2. Analysis on DSNY tonnage collection in space(2015-2019)
In the clustering analysis, the silhouette-score from Gaussian Mixture equals 0.3988. The algorithm provided two clusters that it calculated to have relations, Figure 7.1.2-1 is a geographic representation of the two clusters.
the first cluster(dark blue) contained most of the community districts that has lower household income, and the median household income in this cluster was $52,490 , and most of the community districts distributed in the 50k-65k range. (figure 11 in appendix).
After applying regression model to this cluster, the result shows that there was a positive correlation between income and refuse generation per capita (figure 12 in appendix) with coefficient=0.3964, and positive correlation between income and recyclable (paper + mix-recyclable) generation per capita (figure 13) with coefficient=0.8617. The second cluster (light yellow) contained most of the community districts that had higher household income and the median household income in this cluster was $105,616 (Figure 14).
The result of regression analysis showed differences between the second and the first cluster. There was a negative correlation between income and refuse generation per capita (Figure 15 in appendix) with coefficient=-0.557; and positive correlation between income and recyclable (paper + mix-recyclable) generation per capita (figure 15) with coefficient=0.7175.
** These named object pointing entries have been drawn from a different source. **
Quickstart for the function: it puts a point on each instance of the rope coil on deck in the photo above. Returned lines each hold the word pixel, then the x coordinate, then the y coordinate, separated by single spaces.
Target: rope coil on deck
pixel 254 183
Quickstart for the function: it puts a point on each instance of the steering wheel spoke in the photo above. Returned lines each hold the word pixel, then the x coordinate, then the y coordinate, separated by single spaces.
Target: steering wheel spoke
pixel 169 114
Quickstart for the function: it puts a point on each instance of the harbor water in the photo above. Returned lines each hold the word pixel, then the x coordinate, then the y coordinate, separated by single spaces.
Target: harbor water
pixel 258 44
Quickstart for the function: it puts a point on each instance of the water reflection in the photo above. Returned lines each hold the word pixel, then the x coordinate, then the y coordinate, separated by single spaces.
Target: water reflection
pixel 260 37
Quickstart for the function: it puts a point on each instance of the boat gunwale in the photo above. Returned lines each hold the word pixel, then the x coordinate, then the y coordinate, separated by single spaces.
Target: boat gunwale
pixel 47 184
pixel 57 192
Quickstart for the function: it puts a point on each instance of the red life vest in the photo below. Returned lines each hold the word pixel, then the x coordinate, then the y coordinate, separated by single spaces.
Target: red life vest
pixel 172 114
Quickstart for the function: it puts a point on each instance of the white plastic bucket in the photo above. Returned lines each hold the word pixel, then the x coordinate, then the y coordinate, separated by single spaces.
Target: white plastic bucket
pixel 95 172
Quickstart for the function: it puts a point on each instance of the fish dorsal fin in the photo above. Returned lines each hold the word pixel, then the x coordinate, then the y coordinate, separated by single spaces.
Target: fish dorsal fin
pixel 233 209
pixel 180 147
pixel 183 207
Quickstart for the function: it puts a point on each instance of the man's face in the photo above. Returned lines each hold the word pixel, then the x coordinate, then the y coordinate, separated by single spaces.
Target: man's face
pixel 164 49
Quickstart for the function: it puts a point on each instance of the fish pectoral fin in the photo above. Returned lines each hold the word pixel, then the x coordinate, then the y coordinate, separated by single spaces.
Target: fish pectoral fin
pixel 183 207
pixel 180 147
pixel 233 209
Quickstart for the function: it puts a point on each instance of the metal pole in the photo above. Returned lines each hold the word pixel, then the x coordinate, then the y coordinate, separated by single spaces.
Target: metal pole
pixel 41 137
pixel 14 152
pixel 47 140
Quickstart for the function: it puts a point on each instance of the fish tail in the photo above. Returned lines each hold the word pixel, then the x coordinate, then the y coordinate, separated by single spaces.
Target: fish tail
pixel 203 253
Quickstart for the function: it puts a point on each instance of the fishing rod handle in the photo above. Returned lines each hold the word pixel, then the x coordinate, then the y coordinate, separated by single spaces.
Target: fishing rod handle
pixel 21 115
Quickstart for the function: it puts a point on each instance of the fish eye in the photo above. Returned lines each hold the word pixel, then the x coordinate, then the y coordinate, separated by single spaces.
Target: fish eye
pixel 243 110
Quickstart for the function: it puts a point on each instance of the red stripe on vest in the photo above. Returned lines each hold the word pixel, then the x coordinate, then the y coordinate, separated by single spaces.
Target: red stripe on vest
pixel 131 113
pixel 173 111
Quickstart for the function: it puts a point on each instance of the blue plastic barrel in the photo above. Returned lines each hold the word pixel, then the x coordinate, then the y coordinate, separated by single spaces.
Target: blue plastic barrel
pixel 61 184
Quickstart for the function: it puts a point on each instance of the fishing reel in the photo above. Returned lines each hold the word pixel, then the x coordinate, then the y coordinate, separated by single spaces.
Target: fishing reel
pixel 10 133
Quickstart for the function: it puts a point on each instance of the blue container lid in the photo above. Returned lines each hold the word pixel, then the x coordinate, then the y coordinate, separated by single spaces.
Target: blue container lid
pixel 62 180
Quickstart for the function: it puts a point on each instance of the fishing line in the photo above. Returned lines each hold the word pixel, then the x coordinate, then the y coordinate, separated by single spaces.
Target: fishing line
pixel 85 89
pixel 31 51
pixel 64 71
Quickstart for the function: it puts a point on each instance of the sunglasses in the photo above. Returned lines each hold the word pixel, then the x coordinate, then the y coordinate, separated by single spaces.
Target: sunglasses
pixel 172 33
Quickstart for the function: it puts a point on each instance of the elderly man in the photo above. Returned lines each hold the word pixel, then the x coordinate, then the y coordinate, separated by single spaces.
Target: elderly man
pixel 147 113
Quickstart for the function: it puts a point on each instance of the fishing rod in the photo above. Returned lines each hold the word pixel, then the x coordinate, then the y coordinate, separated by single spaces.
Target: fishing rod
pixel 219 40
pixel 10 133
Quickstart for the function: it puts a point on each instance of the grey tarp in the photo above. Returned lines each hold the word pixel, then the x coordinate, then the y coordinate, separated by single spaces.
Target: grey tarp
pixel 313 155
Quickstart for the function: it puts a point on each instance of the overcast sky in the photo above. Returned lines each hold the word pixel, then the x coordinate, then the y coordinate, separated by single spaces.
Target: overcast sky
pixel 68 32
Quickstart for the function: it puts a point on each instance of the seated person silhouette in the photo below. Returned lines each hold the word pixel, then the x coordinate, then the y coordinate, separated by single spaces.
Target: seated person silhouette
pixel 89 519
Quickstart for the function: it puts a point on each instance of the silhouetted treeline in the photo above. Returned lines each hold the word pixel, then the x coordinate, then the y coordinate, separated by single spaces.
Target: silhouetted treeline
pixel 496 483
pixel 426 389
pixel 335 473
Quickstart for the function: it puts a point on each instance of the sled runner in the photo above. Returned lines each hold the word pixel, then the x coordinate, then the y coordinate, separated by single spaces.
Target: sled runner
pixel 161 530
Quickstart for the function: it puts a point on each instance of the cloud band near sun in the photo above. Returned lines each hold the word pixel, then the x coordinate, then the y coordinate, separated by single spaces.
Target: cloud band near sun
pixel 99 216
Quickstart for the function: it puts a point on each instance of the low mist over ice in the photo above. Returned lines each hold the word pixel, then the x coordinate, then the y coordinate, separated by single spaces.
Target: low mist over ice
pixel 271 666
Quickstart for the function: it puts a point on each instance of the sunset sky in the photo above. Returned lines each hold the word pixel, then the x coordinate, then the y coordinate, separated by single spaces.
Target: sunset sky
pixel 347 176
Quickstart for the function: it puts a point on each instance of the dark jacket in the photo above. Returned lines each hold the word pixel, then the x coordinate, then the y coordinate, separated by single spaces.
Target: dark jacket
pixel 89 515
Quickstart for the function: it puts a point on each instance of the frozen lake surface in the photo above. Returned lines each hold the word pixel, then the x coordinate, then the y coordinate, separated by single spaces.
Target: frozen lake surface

From the above analysis result, we can conclude that Income does affect waste generation. In the lower income cluster, with the rise of household income, refuse generation per capita increases in tandem, so does recyclables (paper+mix-recyclables) generation per capita. But in the higher income cluster, refuse generation per capita decreases while household income rises even though the tandem of recyclables generation remains positive while income increases. In short, social economic background has different influences across various income levels, especially in refuse generation, but not much influences on recyclables generation.
Covid-19 Waste Analysis
1. Time Series Prediction
Based on our time series model, it can be seen that all the boroughs except Manhattan had a surge in waste generation in COVID-19 periods, especially in June. This may be partly explained by the fact that people who lived outside Manhattan didn’t have to go to Manhattan for work during stay-at-home policy.
2. Analysis on DSNY tonnage collection in space(Stay At Home Period ~ March-June)
We applied the same concept as we used in section 7.1.2, Gaussian Mixture clustering with silhouette-score equals 0.4702. The algorithm provided two clusters that it calculated to have relations, figure 7.2.2-1 is a geographic representation of the two clusters, In the first cluster(dark blue), it contained community districts that had median households as $53,205, and most of the community districts distributed in the 50k-65k range. (figure 19)
The result of regression model shows that there was a moderate positive correlation between income and refuse generation per capita (figure 20) with coefficient=0.3638, and strong positive correlation between income and recyclable (paper + mix-recyclable) generation per capita (figure 21) with coefficient=0.8469.
The second cluster (light yellow) contained most of the community districts that had higher household income and the median household income in this cluster was $115,993 (figure 22).
The result of regression showed there was a strong negative correlation between income and refuse generation per capita (figure 23) with coefficient=-0.7784, and very weak negative correlation between income and recyclable (paper + mix-recyclable) generation per capita (figure 24 in appendix) with coefficient=-0.0136.